Probiotics’ effects on the incidence of nosocomial pneumonia in critically ill patients: a systematic review and meta-analysis.

Link to article at PubMed

Probiotics' effects on the incidence of nosocomial pneumonia in critically ill patients: a systematic review and meta-analysis.

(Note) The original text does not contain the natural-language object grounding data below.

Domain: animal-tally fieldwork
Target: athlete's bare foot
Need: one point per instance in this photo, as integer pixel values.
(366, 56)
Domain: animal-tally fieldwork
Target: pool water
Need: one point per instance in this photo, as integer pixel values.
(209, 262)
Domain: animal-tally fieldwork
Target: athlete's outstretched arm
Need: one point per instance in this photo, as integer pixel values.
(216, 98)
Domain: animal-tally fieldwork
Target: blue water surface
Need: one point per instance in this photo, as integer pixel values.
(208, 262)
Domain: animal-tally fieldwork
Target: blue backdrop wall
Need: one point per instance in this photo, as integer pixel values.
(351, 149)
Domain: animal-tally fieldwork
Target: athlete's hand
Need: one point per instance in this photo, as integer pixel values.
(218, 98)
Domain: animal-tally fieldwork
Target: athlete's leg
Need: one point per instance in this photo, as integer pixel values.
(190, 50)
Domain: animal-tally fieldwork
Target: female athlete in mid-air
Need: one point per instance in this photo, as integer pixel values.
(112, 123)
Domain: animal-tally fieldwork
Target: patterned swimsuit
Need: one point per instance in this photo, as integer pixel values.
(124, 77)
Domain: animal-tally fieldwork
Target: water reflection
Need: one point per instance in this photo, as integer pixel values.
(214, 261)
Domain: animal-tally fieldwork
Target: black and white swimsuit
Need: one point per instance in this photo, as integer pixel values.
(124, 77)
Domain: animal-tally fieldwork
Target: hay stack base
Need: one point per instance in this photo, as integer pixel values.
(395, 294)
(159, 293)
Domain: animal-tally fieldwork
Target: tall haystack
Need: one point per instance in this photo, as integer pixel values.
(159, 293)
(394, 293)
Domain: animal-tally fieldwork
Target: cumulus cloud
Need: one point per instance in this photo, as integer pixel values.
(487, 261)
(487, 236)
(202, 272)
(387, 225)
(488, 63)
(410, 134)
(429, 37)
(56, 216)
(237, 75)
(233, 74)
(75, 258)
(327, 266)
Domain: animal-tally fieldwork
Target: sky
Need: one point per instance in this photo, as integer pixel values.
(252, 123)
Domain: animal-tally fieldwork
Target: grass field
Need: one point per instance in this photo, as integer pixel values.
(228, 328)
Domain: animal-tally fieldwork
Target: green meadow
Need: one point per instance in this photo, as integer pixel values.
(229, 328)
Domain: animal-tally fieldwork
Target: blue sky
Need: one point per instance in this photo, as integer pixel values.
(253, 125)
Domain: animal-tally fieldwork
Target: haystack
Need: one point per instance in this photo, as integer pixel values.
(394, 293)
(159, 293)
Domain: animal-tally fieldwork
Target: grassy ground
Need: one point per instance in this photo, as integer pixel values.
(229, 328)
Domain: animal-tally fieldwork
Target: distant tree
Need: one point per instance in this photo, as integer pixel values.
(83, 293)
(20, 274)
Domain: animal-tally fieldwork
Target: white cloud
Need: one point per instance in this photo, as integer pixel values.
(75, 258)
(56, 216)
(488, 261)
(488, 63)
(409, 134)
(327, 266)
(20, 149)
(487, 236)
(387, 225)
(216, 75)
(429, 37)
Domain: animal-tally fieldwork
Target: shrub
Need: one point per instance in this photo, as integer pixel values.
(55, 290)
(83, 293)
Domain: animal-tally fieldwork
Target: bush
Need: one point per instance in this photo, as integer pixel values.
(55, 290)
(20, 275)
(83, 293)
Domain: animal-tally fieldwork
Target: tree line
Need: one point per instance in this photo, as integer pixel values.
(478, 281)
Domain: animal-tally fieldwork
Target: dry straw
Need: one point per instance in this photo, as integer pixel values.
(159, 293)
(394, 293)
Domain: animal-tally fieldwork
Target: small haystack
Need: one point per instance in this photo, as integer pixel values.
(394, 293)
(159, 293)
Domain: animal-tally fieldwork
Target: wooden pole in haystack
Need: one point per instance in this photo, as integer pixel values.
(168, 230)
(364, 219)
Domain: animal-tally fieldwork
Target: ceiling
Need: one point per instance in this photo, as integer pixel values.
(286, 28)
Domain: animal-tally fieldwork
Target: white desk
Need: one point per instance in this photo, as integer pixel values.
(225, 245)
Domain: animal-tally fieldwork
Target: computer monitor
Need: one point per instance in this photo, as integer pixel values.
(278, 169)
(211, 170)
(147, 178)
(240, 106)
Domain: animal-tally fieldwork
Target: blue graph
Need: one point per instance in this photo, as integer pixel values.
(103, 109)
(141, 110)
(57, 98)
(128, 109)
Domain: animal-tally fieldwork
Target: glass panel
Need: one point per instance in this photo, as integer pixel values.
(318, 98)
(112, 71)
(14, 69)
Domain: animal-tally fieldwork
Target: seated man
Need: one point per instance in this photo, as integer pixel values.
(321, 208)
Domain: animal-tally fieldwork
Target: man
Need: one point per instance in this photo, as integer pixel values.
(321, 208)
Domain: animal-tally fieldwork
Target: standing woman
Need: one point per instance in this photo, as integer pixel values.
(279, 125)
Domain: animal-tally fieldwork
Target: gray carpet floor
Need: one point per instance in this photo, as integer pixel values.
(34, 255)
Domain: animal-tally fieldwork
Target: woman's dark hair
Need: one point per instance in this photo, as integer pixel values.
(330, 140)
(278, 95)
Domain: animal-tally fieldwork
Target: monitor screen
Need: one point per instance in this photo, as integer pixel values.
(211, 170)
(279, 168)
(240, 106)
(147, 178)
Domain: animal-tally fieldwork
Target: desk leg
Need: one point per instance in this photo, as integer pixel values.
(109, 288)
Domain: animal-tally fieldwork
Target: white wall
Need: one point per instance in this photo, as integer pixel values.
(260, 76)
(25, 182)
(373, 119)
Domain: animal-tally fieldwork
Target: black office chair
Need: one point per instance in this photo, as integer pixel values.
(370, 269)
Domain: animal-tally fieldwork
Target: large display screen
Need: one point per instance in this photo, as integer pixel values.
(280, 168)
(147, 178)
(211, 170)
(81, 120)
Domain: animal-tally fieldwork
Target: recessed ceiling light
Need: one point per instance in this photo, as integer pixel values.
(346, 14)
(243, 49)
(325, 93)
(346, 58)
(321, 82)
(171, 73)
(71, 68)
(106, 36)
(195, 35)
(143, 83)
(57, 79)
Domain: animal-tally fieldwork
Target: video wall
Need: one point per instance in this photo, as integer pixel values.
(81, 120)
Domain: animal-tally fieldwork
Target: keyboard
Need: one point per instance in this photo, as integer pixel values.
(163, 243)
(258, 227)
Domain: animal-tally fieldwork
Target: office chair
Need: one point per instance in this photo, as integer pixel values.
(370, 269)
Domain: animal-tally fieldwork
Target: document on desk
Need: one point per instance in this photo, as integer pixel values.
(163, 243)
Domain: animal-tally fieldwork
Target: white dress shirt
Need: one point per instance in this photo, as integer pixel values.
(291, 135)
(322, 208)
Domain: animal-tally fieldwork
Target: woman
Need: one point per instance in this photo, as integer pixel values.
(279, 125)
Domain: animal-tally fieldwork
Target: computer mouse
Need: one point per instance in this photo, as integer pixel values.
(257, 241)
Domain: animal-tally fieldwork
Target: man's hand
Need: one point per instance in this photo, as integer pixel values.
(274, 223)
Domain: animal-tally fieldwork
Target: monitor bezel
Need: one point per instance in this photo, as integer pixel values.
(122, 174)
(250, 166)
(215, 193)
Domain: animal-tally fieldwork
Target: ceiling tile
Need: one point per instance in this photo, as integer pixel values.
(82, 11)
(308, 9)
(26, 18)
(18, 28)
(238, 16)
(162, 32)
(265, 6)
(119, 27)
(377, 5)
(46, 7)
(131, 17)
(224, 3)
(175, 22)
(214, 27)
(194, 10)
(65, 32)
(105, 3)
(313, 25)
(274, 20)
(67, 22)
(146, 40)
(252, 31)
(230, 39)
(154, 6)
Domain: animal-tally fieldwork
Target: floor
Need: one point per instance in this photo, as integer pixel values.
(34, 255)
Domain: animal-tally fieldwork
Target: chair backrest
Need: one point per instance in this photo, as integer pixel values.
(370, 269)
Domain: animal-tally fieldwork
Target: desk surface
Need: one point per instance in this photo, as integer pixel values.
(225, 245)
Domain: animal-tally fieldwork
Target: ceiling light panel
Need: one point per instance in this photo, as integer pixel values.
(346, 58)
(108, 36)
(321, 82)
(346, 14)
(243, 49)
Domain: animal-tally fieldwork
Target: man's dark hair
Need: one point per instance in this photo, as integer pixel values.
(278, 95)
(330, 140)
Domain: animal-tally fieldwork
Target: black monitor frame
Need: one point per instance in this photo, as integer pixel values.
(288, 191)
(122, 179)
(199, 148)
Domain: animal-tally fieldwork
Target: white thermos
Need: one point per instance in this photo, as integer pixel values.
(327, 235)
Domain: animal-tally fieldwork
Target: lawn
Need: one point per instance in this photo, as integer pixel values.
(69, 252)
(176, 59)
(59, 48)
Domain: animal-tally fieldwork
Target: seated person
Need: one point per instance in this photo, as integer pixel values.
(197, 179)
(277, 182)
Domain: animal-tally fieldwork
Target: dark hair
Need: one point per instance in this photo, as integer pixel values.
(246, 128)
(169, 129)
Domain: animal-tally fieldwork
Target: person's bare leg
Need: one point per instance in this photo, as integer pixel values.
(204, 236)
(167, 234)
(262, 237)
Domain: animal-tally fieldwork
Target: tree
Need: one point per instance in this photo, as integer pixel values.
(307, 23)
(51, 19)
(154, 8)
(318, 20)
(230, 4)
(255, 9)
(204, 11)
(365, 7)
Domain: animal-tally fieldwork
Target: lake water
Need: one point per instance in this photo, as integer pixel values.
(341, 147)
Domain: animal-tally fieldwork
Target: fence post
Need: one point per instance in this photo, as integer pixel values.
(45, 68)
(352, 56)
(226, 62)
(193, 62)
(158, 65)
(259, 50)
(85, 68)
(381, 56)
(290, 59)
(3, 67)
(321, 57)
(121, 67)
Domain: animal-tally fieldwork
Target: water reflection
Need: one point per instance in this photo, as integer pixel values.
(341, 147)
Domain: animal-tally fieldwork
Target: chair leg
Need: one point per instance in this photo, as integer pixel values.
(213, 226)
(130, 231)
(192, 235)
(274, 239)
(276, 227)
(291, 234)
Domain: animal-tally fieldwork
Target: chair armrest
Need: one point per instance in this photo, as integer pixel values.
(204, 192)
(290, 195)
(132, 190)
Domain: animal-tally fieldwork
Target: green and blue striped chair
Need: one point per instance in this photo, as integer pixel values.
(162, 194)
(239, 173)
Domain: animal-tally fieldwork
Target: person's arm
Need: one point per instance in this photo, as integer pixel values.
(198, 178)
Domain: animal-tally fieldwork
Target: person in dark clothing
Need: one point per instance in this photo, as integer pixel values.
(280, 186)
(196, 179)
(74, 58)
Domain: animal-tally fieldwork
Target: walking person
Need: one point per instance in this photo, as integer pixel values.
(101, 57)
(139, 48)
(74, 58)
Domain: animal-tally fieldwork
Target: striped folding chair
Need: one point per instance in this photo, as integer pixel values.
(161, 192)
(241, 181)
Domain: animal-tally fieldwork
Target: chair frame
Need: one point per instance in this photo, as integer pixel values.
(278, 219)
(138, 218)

Crit Care. 2012 Jun 25;16(3):R109

Authors: Liu KX, Zhu YG, Zhang J, Tao LL, Lee JW, Wang XD, Qu JM

Abstract

ABSTRACT: INTRODUCTION: To evaluate the efficacy of probiotics in preventing nosocomial pneumonia in critically ill patients. METHODS: We searched PubMed, EMBASE, and the Web of Science for relevant studies. Two reviewers extracted data and reviewed the quality of the studies independently. The primary outcome was the incidence of nosocomial pneumonia. Study-level data were pooled using a random-effects model when I2 was > 50% or a fixed-effects model when I2 was < 50%. RESULTS: Twelve randomized controlled studies with a total of 1,546 patients were considered. Pooled analysis showed a statistically significant reduction in nosocomial pneumonia rates due to probiotics (OR = 0.75; 95% CI: 0.57-0.97; P=0.03; I2 = 46%). However, no statistically signicant difference was found between groups regarding in-hospital mortality (OR =0.93; 95% CI: 0.50-1.74; P=0.82; I2 = 51%), intensive care unit mortality (OR = 0.84; 95% CI: 0.55-1.29; P= 0.43; I2= 0%), duration of stay in the hospitals (MD in days = -0.13; 95% CI: -0.93-0.67; P = 0.75; I2 = 46%), or duration of stay in the intensive care units (MD in days = -0.72; 95% CI: -1.73- 0.29; P=0.16; I2= 68%). CONCLUSIONS: The use of probiotics was associated with a statistically significant reduction in the incidence of nosocomial pneumonia in critically ill patients. However, large, well-designed, randomized, multi-center trials are needed to confirm any effects of probiotics clinical endpoints such as mortality and length of ICU and hospital stay.